Due to performance problems calculating hexagon grids for Argentina's polling stations with a small hexagon that we thought was needed to allow for the user to explore the data with a proper granularity we had to take another approach and decided to precalculate the hexagon grids for our data and every zoom level that we were going to cover.

This process was quite CPU consuming specially on greater zoom levels were the number of hexagons to be calculated was in the order or billions.

We copied the required opensourced cartodb functions and extensions to a local postgis instance check here and included the generation process in our overall general fabric task.
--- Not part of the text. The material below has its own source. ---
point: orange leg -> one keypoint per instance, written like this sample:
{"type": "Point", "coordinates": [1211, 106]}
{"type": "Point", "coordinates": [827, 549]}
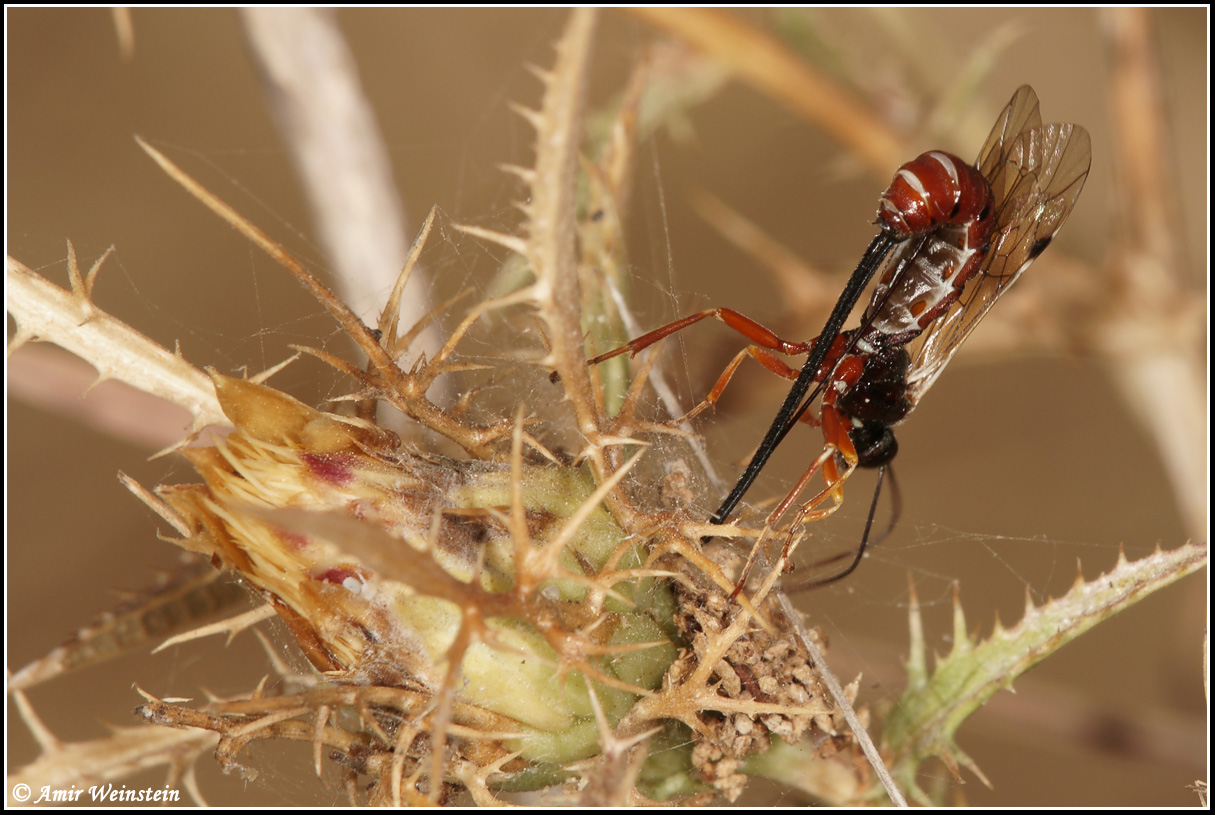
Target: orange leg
{"type": "Point", "coordinates": [837, 442]}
### Tweaking dataset for CSV quote generation

We had to tweak dataset CSVSerializer to allow imports to cartoDB without automatic type detection enabled. That way we could upload directly from the dataset freeze export without having to touch ids that were treated as numbers and not strings

    # Hack for cartodb import
    writer = csv.writer(fh, quoting=csv.QUOTE_NONNUMERIC)

DocumentCloud storage of official telegrams

This elections we had decided to scrape the telegrams provided in the official electoral website and upload them into DocumentCloud so that we could ensure a more permanent hosting of those documents.

We have used the DocumentCloud API extensively to import almost 100.000 documents to their servers. Because are work was being carried in python we have used the python wrapper and found it pretty straight forward to use.